Follow it up with a glass of water with lemon
Try drinking a glass of water with a lemon wedge in it after you drink that coffee beverage. It is known to help relieve abdominal discomfort and can help replenish your hydration.
Opt for decaf
If your abdominal discomfort is the result of caffeine sensitivity, it may help to choose decaf instead of caffeinated coffee. This suggestion isn’t for everyone, however. The acidity in decaf coffee can cause the same issues as the caffeine itself, so if that’s the case, switching to decaf will be of no use. Alternatively, if you can’t imagine functioning without caffeine, then this will not work for obvious reasons.
Choose a dark roast coffee
Interestingly enough, the lighter the coffee, the more stomach acid it will produce. Without getting into a full-blown chemistry lesson, this is because different roasts contain different amounts of chemical compounds that can either lead to or decrease the production of gastric juices that can cause abdominal discomfort.
Add a splash of milk
I know, I know, didn’t I just say that milk could be what’s causing your gas and bloating in the first place? While it is possible, this isn’t the case for everyone.
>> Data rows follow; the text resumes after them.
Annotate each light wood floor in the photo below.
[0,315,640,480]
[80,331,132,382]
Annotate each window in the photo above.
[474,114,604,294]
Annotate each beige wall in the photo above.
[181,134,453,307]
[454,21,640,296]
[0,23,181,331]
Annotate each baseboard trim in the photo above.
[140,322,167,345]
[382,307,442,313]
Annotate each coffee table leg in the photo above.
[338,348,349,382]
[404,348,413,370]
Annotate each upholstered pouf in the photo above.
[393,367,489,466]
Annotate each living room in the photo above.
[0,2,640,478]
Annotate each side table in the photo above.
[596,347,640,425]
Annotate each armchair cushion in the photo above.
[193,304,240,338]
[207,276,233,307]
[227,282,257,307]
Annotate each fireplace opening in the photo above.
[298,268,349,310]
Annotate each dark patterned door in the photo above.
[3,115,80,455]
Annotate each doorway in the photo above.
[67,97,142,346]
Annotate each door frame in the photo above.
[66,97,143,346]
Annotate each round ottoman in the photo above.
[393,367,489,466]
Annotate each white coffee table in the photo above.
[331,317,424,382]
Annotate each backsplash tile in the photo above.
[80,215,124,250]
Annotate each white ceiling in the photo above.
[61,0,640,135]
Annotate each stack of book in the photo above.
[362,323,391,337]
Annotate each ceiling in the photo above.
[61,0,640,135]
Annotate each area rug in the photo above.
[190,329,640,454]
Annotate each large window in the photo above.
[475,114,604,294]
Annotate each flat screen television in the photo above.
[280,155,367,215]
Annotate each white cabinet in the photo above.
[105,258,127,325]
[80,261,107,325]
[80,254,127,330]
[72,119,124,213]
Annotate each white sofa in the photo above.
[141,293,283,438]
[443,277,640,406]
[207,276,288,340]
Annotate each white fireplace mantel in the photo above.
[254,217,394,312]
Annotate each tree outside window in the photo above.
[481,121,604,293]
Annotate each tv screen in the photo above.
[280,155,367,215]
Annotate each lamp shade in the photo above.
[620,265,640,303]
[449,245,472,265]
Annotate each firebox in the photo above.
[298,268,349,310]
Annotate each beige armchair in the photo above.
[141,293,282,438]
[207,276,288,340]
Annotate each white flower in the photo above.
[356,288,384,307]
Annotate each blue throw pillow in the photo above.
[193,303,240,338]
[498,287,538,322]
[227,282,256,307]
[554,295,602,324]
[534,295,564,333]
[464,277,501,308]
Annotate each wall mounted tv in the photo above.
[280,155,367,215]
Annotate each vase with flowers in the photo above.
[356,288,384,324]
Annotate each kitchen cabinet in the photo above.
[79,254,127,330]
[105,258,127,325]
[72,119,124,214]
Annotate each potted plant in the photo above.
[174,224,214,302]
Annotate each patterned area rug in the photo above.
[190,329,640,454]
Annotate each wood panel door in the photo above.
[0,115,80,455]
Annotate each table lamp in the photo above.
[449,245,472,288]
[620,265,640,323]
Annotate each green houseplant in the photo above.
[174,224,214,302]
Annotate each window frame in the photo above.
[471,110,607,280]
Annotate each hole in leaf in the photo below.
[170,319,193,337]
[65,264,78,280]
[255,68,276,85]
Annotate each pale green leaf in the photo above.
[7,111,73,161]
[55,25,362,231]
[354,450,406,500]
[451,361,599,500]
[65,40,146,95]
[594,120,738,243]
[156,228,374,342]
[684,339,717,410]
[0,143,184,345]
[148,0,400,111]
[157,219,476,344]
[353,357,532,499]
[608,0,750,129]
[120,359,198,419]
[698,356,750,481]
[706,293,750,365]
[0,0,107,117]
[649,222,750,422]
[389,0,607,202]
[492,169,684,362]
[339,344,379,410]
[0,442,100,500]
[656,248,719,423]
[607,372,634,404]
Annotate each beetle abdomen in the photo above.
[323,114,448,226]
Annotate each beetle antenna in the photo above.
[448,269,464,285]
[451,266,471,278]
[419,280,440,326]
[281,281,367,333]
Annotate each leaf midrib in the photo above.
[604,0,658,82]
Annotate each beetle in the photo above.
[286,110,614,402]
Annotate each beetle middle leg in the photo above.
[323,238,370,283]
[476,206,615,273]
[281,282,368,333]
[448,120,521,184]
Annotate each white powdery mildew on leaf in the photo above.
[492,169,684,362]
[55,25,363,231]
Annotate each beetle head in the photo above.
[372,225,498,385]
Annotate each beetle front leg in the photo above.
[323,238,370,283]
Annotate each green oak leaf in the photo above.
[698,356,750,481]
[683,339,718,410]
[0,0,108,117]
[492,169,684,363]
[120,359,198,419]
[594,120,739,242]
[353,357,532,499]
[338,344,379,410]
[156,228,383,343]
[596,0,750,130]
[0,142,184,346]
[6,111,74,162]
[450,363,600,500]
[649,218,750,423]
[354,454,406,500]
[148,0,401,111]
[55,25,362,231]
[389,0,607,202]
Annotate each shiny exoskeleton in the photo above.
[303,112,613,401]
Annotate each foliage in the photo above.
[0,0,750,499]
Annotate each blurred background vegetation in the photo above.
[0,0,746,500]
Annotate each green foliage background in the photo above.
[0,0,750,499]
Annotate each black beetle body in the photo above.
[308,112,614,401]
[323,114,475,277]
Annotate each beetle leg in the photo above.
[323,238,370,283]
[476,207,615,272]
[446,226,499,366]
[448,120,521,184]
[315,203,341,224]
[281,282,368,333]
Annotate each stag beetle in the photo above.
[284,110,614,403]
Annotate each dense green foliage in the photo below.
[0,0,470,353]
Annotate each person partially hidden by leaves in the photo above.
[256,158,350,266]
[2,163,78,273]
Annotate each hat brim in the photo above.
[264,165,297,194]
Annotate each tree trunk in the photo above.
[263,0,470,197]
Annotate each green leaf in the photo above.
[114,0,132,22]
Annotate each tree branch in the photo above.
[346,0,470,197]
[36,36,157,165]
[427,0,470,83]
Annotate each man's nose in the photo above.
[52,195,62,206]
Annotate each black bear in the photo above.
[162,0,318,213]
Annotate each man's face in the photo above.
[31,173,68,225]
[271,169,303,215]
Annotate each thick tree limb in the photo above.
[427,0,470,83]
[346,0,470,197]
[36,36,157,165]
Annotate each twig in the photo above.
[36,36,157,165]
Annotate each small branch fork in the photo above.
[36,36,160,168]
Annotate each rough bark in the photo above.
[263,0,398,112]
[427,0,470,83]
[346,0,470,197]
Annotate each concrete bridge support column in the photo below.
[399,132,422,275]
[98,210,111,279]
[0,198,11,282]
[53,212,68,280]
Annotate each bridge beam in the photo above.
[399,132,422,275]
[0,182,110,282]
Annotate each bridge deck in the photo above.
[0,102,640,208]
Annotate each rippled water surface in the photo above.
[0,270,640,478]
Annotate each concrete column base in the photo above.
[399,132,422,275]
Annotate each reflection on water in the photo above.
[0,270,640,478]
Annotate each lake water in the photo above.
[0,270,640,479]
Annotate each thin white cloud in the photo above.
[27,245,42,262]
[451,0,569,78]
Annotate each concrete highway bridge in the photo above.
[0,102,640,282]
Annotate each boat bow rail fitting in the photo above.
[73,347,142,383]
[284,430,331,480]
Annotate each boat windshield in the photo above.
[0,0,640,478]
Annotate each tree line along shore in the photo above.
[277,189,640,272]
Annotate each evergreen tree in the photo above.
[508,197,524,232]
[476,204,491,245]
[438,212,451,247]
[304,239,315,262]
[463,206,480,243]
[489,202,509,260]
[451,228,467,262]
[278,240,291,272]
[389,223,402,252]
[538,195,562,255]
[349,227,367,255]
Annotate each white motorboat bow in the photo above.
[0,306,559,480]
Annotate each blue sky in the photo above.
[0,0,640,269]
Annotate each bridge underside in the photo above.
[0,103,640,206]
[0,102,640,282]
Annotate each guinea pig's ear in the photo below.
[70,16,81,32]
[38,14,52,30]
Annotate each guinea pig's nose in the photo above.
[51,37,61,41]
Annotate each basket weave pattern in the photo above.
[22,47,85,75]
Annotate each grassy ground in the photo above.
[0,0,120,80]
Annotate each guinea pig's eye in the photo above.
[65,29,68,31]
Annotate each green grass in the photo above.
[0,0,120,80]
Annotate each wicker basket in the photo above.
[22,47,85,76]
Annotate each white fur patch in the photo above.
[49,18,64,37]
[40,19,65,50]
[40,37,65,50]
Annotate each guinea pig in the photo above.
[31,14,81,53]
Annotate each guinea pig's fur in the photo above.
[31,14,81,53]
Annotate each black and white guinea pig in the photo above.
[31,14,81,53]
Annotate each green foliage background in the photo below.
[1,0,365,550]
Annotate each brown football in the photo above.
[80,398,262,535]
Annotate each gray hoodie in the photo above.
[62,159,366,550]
If you’re sure you don’t have a sensitivity or intolerance to lactose, adding milk to your coffee can help neutralize your gut and prevent it from producing too much stomach acid which can ultimately lead to gas or other gastrointestinal issues.
Give green tea a try
While it does have caffeine, and theoretically could cause the same bloating and discomfort because of it, green tea has much lower levels than coffee and is actually widely used to combat gas and bloating. If all else fails, try switching to tea and see if your symptoms improve.
Coffee doesn’t have to mean gas
If you can confidently attribute drinking coffee to your gas, bloating, and other digestive issues, you don’t have to despair. There are plenty of simple tricks you can try to make your coffee-drinking experience far less uncomfortable and much more enjoyable! The good news is, you shouldn’t have to give up your cup of Joe.